A warehouse, café, shop and six self-contained two bedroom cottages will be built on the site already home to 1668 olive trees.
The processing facility will primarily be built to convert the property’s olives to olive oil.
It will also process olives at another Hill Street property and other local growers within the Hunter Valley.
Proponent Andrew Waite said the idea was inspired by the difficulty he had processing olives last season.
Basically, he had to discard his own crop after he was unable to secure processing at existing processing plants.
Mr Waite said olives were a growing industry but a fickle one with harvest forecasts very different from one tree to the next.
“You could get a maximum of 35 kg of fruit from a tree down to just 2kg,” he told those at the March 7 meeting of Singleton Council.

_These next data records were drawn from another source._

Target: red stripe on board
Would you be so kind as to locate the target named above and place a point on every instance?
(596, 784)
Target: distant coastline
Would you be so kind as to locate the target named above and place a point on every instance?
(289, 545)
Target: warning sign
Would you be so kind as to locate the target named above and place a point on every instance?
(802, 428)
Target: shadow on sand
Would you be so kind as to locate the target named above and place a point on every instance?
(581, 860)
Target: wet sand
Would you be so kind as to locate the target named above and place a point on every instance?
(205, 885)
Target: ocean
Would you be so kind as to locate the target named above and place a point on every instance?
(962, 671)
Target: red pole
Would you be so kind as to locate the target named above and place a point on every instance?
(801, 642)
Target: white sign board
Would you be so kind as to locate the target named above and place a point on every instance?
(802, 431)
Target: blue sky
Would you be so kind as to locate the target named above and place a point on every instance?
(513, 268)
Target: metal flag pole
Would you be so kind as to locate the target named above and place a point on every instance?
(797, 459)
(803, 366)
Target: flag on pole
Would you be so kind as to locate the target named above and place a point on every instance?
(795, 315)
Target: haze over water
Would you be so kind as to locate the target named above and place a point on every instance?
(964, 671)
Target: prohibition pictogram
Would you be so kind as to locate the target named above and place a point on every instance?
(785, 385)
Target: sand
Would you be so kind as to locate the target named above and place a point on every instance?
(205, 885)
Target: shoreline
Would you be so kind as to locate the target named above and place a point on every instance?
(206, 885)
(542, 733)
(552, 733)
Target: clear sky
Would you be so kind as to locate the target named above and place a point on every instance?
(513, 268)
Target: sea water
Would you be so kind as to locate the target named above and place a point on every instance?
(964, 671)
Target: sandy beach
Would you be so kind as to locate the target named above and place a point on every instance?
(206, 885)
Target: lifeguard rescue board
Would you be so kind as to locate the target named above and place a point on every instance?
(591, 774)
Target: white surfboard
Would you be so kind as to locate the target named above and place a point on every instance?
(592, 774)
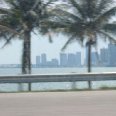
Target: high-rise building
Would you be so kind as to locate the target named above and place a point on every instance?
(112, 54)
(94, 58)
(104, 57)
(78, 59)
(43, 59)
(38, 62)
(71, 60)
(63, 59)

Council’s approval of the new facility came with more than 70 conditions including a limitation of the amount of fruit to be processed to just 500 tonnes a season.
Mr Waite told the meeting the warehouse would be no larger than the council chamber and that it would be noise proof.
Nearby residents said they had no concern with the tourism aspect of the project but did object to the size and scale of the processing facility in what is a dead-end street.
Council said it would monitor traffic use of the road and address issues should they arise.